In Little Grand Rapids First Nation in Manitoba, psychiatrist Dr. Cornealia Wieman stresses: “Historically we have been harmed quiet significantly by pandemics in the past. So, there’s this natural kind of anxiety about that.”
In Ottawa, Ann Seymour, doctoral student in social work and Indigenous peoples at Carleton University, says that while the government’s $305 million COVID-19 package is needed, funding doesn’t address the pre-existing system gaps: “Many Indigenous remote communities are without clean running water, safe affordable housing, education, health and robust economy that support a quality of life. In some remote Indigenous communities, there is a lack of infrastructure, mobility and accessibility to medical care.”
In long-term care, Amy Hsu, Chair of Primary Health Care Dementia Research, and Dr. Natasha Lane note that COVID-19 data focused on Canadian long-term care (LTC) homes is less accessible. They estimate based on available data that although less than 2 per cent of LTC residents in Canada have been diagnosed, “deaths in this population represent approximately 43 per cent of all COVID-19 deaths” (excluding Quebec where the numbers are yet to be reported).
ER physician Dr. Jain in P.E.I argues: “Let’s not do health care the way we’ve done it before. It doesn’t work. Having people on stretchers for hours on end in the emergency department doesn’t work. Having minimal resources in long-term care facilities doesn’t work.”

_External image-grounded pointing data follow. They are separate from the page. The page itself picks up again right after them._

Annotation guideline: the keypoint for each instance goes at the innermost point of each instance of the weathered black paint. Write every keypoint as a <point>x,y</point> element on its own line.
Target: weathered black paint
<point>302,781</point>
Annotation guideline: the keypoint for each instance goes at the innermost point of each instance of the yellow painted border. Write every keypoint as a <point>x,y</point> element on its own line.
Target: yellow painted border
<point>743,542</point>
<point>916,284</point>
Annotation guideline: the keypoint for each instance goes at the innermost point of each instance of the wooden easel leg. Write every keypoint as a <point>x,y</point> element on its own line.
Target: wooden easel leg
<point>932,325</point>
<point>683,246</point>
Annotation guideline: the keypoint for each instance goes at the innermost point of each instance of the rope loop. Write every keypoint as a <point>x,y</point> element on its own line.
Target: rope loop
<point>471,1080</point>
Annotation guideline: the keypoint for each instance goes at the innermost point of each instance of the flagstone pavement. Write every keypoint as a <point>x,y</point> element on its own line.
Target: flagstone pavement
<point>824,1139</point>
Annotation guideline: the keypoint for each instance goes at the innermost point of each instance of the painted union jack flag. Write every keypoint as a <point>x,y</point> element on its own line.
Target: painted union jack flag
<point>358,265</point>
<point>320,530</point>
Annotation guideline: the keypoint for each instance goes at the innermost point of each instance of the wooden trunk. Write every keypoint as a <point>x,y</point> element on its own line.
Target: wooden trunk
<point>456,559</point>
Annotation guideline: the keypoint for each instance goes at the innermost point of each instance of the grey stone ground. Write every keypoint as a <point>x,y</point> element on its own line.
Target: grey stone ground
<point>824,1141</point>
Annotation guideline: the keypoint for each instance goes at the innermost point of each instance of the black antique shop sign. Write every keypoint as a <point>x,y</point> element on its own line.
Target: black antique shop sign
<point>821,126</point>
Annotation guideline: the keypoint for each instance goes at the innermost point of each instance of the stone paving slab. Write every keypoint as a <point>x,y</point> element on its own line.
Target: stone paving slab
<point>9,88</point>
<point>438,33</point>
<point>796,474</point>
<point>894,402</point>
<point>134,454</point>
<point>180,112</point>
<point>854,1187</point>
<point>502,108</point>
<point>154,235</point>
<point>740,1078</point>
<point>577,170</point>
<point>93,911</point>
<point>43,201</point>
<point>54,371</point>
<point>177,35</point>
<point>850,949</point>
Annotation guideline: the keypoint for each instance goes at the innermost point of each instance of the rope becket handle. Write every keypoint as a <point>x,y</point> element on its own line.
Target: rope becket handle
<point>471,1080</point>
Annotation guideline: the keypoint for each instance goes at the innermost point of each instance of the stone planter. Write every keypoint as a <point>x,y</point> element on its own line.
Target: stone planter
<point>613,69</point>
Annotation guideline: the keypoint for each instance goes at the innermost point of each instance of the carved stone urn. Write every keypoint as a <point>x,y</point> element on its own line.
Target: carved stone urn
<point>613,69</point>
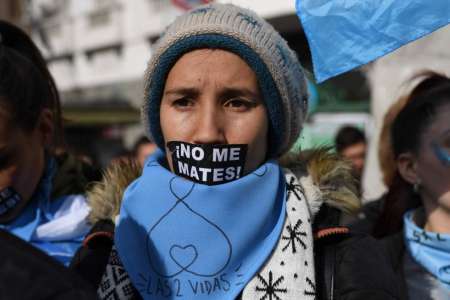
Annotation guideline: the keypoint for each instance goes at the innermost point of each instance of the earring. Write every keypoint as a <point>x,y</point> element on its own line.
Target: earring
<point>416,187</point>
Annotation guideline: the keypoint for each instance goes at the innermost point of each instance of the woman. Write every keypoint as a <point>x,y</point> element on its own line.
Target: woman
<point>213,214</point>
<point>31,204</point>
<point>415,222</point>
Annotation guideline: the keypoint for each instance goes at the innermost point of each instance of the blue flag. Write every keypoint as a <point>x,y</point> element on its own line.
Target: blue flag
<point>344,34</point>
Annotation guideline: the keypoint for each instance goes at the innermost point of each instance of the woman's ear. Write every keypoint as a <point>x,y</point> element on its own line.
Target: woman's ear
<point>46,126</point>
<point>407,167</point>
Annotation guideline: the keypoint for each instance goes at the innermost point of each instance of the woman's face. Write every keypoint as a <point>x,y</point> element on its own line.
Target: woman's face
<point>433,170</point>
<point>212,97</point>
<point>21,160</point>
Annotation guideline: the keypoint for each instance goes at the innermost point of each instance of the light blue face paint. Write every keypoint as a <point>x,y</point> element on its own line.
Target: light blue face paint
<point>442,154</point>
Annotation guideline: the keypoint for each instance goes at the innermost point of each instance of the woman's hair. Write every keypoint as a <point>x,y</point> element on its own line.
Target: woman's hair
<point>418,112</point>
<point>26,86</point>
<point>385,154</point>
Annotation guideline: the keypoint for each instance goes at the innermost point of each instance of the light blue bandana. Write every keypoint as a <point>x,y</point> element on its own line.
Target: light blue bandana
<point>429,249</point>
<point>58,226</point>
<point>183,240</point>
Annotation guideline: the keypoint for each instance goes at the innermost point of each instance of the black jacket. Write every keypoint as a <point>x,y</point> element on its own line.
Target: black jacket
<point>348,266</point>
<point>28,273</point>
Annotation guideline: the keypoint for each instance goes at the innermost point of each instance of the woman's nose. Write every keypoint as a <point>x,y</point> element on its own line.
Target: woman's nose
<point>209,128</point>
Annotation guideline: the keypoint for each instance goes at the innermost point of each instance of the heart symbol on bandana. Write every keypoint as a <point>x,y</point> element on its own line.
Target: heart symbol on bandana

Family physician Dr. Tanyi-Remarck, practicing in La Loche, Saskatchewan’s “ground zero” (151 of the 199 total cases), stresses community health is “hard and emotional work” and requires “compassion and love” for people. She notes the communities she serves have suffered a range of traumatic events and thinks about how to build stronger communities. “We must plant seeds that will grow strong roots and bear fruit on all fronts: poverty, mental health and everything.”
Dr. Darlene Kitty, director of the Indigenous Program at the University of Ottawa’s faculty of medicine, practiced in her home community of Chisasibi in Northern Quebec during the H1N1 pandemic, urges government to “Work with the community to give them what they need and not just kind of a one-time deal.”
Dr. Amy Tan, a family physician in northeast Calgary, is focused on “safe work environments” and marginalized populations, and is trying to help patients voice their concerns to employers when institutional practices puts them at risk.
Dr. Danielle Martin, a family physician with Women’s College Hospital in Toronto, says virtual care has “exploded” during the pandemic and notes that once relationships are formed, problem solving can be efficient over the phone.
Patient Patricia Costa says virtual care visits are less stressful and reduces: time spent traveling, finding parking, appointment frequency, and childcare pressures.
Practitioners, residents and families across the country are calling political leaders to expand compliance guidelines for “all LTC settings,” including private run facilities and address staffing and workload while also dealing with chronic underfunding.
The challenge now is to keep the conversation going. To question and critique what is happening at the intersection of daily practice, social life, healthcare and political systems while moving toward responsive, evidenced-based adaptive solutions that address issues of inequity and systemic racism as a community.